After a few years, the dean of admissions – and Peshkin’s mentor – urged her to continue her own education. As a joint M.B.A/J.D. student at Duke, Peshkin says she followed a less traditional path, because she had not intended to practice law. “I did not do all of the things in law school that are common. I did not pursue moot court or a journal, or apply for a clerkship. If I had to do it over again, there are a couple of things that I might do differently.”
Indeed, after her first year of law school, while some of her classmates pursued internships, Peshkin spent the summer on a National Outdoor Leadership School (NOLS) backpacking course in Wyoming – a 30-day trip that was as formative as it was grueling.
“It was, and remains, the hardest thing I’ve ever done,” she says. “I thought I was going to die every day. We were in grizzly bear country. There were times when we had to wake up in the middle of the night and take cover to make sure we weren’t going to be struck by lightning. We had to cross rivers that were hip deep and slide down giant ice slopes, all while carrying a 65-pound backpack. When it was over, I thought I’d never want to do it again, but I quickly realized I wanted to do that kind of thing all the time.”
The experience shifted her thinking on hiking, which became one of her life’s greatest interests. Maybe it changed her perspective on her education, too. Following her 2L year, “I talked myself into doing a summer internship with a law firm, because I realized that it would be great to gain practical experience in the legal world,” Peshkin says. “I wanted to see what being a lawyer was all about.”

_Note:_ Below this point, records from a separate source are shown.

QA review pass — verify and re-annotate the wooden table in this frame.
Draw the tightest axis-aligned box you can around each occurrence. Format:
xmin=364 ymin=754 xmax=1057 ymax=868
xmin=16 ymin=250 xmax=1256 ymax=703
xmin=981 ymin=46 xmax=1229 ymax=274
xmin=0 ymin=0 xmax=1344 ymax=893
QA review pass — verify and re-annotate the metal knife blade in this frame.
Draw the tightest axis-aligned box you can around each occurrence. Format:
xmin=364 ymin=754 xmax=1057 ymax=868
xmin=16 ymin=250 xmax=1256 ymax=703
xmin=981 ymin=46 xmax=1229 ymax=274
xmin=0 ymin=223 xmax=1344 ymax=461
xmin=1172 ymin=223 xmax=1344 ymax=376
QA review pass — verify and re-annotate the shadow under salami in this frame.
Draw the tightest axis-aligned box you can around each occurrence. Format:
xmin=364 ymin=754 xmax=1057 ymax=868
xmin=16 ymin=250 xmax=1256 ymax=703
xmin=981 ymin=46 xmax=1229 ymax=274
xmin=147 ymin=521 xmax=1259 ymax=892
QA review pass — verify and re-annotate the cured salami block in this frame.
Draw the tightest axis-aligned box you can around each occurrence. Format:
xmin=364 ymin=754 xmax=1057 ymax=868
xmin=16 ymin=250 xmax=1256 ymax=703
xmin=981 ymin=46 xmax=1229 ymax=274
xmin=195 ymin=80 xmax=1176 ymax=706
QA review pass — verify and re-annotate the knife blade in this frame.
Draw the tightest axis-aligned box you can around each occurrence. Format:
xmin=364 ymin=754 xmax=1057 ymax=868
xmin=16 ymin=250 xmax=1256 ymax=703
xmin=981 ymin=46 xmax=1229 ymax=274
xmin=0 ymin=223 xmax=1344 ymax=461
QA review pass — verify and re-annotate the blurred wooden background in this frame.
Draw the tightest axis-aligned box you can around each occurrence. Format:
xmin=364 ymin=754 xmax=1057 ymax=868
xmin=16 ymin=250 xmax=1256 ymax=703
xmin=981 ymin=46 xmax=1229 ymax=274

Even still, she adds, “I didn’t think I’d go back to the firm after graduation – and I definitely didn’t think I was going to be a bankruptcy lawyer.”
Once again, things ended up differently than Peshkin had expected. “I was surprised by how much I liked practicing, and how much I liked corporate bankruptcy in particular because it gave me the opportunity to combine transactional work with court hearings and litigation. I realized it would take me some time to feel like I really knew what I was doing in my practice area,” she says. “So I thought, ‘Well, I’ll do this for a year or two, but then I can easily get back into higher education.’”
She ended up staying in practice much longer than expected because she enjoyed the work, and because she was fortunate once again to find excellent mentors and develop strong relationships with colleagues.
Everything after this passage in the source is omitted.